Read The One That Got Away Online

Authors: Bethany Chase

The One That Got Away (26 page)

The boulder on my chest grinds in deeper. “Let's take some time,” I know as well as anyone, is one of that lethal handful of
sentences inscribed on the tombstones of millions of relationships. Although it sounds innocent enough, somehow the “time” in question never ends happily for the party who is having the moratorium imposed upon them.

“Okay,” I say, struggling to keep my voice level. How is it possible that, within ten minutes of finally finding out exactly how he feels, I am on the verge of losing him? How could I have screwed things up so badly?

I reach for the door handle and thump the car door shut behind me before I say something humiliating.
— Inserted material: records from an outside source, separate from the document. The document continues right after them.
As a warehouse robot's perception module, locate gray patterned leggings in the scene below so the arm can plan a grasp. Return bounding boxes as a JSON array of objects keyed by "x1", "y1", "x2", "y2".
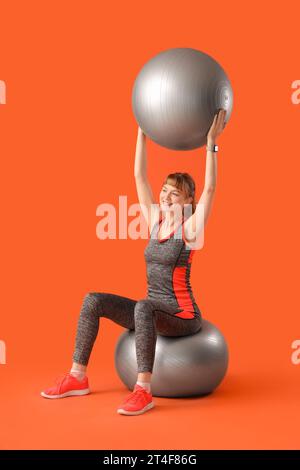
[{"x1": 73, "y1": 292, "x2": 202, "y2": 373}]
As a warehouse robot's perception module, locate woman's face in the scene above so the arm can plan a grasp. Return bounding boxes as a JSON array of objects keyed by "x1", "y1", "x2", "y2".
[{"x1": 159, "y1": 184, "x2": 192, "y2": 212}]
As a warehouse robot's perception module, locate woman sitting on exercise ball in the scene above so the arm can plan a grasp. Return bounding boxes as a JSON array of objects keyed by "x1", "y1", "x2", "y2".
[{"x1": 41, "y1": 109, "x2": 226, "y2": 415}]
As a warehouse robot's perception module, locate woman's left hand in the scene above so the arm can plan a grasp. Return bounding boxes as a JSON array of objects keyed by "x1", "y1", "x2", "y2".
[{"x1": 207, "y1": 109, "x2": 226, "y2": 144}]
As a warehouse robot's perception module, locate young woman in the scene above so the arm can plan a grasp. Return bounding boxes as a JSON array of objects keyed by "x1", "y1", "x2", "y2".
[{"x1": 41, "y1": 109, "x2": 226, "y2": 415}]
I force myself to step calmly back up the front walkway, hoping desperately that he can't see my legs shaking. Trembling, I turn the lock, let myself in, and quietly close the door behind me. Maybe he'll relent; if he cares about me as much as he says he does, it has to hurt to watch me walk away. I breathe in, out, and in again as I wait for the knock. Then from outside I hear the ignition catch. Then the retreating noise of the engine. He's gone.

28

Since I got kicked out of Eamon's car instead of driving with him to San Antonio, the day looms long and empty ahead of me. I decide to spend the afternoon measuring the site of my new retail project downtown. Anything to keep me from sitting in my office moping and waiting for a message from Eamon. A message that doesn't come.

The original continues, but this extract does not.